An alien encounter, or an alien craft. Like the entire image becomes an alien craft hovering above. Reminiscent of the Egyptian Pyramids somehow now. Consumption of mushrooms bestowing I-consciousness, as in the Amber Spyglass, the last of the His Dark Materials trilogy. The creatures in an alternate dimension gain I-consciousness through using the seedpod of a certain tree for their mobility. An oil from this seedpod spears onto them as they use it as a wheel, and it makes them receptive to “dust”, i.e. the substance of thought. Thought-particles. Those books are so rich with valid spiritual imagery, yet they have been chained by a kind of rigid materialistic interpretation by the author. Unfortunate. Those books are potentially quite unhealthy to the psyche unless the reader is prepared to do the work of forcing the translation of the symbolism outside of that intended by the author.

For us, a feeling of a kind of indignation: “How dare you use symbols univocally??!” A kind of blasphemy. Enslaving a symbol.

This face is also very similar to Ahriman’s in Steiner’s representation. He is stuck outside of the center. Irritated. Confused.

Is it like the Essenes at the time of Christ? Dispelling the demons from their midst through their purity, but casting them out to the common people?

Or this strange ending to Revelation. All are welcome to come drink of the water of life. Yet outside the City are the liars, the whores, the murderers, the idolators, in eternal torment. Those who can’t or won’t drink from the waters of life. If those waters of life are a dense metal/stone configuration to you, then of course you cannot drink of them.

The four rivers of the New Jerusalem. Are they flowing from within out? Or without in? And where to? The four rivers were more clearly represented before, in the X form. Not so clear as a diamond.

Moses striking the rock with his rod, and the water flows out. The meeting of the “stone” image with the “water” image, and the rod.

Moses was not meant to do that. YHVH instructed him to speak to the rock, not strike it (Numbers 20). But Moses was frustrated with the Hebrews, and struck it out of his anger. He was punished for this. Not allowed to arrive in the Promised Land, only allowed to see it from a distance. Does this say something of the destiny of this individuality?

The Promised Land, this crystalline purity. And the Face—intense, in the background. The vibration of a high being. Ahriman is intense. Ahrimanic beings are those beings of any hierarchy that have remained at the stage they were in Old Sun. Are these Elohim, stuck at the archangelic stage they were on Old Sun?

If you frame the face with a Vesica Piscis shape, it is no longer so intense, doesn’t draw you in. It is a very different being.

Are the four rivers made of light?
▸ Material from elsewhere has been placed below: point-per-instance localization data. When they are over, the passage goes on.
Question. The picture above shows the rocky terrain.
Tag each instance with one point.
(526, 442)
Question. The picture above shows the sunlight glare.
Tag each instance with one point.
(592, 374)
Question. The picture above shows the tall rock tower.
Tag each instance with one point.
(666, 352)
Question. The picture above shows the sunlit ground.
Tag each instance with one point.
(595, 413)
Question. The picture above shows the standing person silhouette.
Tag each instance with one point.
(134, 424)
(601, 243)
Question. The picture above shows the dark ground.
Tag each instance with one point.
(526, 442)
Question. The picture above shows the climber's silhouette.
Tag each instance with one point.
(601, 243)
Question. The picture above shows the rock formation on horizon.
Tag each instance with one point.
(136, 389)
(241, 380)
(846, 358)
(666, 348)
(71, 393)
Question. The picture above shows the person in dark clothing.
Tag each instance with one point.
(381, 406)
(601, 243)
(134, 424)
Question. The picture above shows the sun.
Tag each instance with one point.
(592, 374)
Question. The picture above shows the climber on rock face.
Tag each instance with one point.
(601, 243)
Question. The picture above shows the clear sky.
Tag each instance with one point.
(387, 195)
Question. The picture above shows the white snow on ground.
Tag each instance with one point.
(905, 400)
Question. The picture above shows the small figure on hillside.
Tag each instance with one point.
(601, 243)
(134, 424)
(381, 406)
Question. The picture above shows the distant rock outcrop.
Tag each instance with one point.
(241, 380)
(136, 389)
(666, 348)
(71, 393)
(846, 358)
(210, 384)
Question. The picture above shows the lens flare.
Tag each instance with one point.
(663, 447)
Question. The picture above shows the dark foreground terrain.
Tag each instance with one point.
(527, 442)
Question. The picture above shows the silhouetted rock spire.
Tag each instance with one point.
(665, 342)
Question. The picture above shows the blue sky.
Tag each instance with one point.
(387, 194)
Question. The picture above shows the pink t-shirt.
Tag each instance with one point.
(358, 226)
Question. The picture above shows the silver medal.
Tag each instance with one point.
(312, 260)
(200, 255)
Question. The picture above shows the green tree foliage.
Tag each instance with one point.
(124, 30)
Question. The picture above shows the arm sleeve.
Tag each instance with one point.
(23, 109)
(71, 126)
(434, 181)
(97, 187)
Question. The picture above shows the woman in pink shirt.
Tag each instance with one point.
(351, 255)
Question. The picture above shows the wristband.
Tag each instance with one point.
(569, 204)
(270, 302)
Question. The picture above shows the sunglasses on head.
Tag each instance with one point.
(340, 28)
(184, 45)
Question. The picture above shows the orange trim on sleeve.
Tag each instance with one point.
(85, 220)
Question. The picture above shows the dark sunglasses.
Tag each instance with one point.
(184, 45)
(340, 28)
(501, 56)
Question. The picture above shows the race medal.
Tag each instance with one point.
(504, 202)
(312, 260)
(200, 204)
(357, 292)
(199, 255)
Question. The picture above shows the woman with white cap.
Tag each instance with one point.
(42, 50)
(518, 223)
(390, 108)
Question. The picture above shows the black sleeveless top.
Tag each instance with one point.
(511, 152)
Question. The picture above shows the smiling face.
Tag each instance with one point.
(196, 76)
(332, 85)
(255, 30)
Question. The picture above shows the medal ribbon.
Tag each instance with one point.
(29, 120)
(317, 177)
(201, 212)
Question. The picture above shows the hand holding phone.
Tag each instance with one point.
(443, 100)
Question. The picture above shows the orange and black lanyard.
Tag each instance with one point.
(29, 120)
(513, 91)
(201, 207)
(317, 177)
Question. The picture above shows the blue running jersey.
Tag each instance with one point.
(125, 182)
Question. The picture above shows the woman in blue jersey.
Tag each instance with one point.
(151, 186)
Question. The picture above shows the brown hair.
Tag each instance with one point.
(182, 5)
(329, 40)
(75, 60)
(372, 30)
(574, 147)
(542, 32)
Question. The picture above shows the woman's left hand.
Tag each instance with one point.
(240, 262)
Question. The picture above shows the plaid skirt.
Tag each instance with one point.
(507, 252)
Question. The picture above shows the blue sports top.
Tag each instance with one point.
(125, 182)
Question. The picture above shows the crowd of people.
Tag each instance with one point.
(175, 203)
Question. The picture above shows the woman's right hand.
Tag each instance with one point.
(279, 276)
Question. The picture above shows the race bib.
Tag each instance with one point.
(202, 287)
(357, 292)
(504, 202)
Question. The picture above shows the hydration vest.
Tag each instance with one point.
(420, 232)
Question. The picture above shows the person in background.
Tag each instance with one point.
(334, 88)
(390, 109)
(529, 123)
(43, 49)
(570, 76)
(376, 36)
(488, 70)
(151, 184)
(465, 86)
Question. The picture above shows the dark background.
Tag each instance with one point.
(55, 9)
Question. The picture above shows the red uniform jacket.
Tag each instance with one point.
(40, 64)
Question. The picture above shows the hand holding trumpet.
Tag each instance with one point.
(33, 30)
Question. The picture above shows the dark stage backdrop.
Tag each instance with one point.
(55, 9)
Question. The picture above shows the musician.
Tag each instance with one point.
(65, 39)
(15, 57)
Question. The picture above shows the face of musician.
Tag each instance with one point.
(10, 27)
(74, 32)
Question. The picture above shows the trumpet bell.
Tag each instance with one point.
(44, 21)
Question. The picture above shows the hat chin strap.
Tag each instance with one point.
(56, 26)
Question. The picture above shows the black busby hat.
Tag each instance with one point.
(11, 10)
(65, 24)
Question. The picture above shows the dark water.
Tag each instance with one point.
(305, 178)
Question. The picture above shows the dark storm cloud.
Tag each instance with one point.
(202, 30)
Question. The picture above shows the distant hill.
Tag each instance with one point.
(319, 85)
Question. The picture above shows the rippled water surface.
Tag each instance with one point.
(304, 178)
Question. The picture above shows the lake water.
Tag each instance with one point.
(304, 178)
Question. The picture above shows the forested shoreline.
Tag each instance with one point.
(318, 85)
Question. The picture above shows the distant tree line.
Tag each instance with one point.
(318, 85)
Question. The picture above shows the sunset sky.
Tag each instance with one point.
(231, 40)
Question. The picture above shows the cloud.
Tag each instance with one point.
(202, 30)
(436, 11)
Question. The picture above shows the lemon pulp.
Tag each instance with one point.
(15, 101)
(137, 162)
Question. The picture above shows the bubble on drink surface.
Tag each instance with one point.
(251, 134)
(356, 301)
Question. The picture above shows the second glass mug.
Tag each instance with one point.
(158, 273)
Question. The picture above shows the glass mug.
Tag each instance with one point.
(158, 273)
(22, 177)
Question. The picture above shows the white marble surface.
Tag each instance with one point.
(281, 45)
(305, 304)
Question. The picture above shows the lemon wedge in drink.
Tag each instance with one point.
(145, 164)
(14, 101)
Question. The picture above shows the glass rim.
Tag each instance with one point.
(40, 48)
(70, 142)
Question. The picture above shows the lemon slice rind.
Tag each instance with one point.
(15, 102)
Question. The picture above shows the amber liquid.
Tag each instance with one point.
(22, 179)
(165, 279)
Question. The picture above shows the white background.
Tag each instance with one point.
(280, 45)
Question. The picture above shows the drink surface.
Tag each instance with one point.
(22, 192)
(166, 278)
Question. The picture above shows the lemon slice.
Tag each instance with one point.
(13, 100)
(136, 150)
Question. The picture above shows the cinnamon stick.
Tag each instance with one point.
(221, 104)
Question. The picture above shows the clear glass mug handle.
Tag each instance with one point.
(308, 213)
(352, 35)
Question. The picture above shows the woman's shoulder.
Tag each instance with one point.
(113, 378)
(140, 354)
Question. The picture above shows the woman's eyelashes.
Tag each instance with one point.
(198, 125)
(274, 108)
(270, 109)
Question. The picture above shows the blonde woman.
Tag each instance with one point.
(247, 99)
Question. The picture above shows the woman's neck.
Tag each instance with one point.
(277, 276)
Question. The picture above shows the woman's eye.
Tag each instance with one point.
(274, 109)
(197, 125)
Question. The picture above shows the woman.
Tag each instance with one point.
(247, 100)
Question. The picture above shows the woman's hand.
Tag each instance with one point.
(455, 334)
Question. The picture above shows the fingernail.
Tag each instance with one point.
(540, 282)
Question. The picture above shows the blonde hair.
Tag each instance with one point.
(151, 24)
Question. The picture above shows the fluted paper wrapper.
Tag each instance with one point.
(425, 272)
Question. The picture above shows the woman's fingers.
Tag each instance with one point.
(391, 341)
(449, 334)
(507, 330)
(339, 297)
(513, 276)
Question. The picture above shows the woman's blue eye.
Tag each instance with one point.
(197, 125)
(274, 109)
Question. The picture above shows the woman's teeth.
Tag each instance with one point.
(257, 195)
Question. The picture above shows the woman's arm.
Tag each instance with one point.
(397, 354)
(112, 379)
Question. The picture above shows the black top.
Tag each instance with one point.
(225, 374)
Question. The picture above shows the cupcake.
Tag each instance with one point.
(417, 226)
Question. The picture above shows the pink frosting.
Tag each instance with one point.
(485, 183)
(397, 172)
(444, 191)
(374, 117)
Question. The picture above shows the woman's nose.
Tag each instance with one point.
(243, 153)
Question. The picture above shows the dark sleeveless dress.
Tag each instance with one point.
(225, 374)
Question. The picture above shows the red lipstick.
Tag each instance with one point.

That then transform into water once they enter the sanctuary? And then flow out, becoming light again? Does it constantly vibrate between the two?

Darkness (at the moment of saying this word, our lit candle goes out)—is it annihilation, a great nothing? Or is it Silence, the water of life? The question from Faust, when he travels to the realm of the Mothers. There Mephistopheles says he finds nothing, a void. And Faust says that within this “nothing”, he will find his All.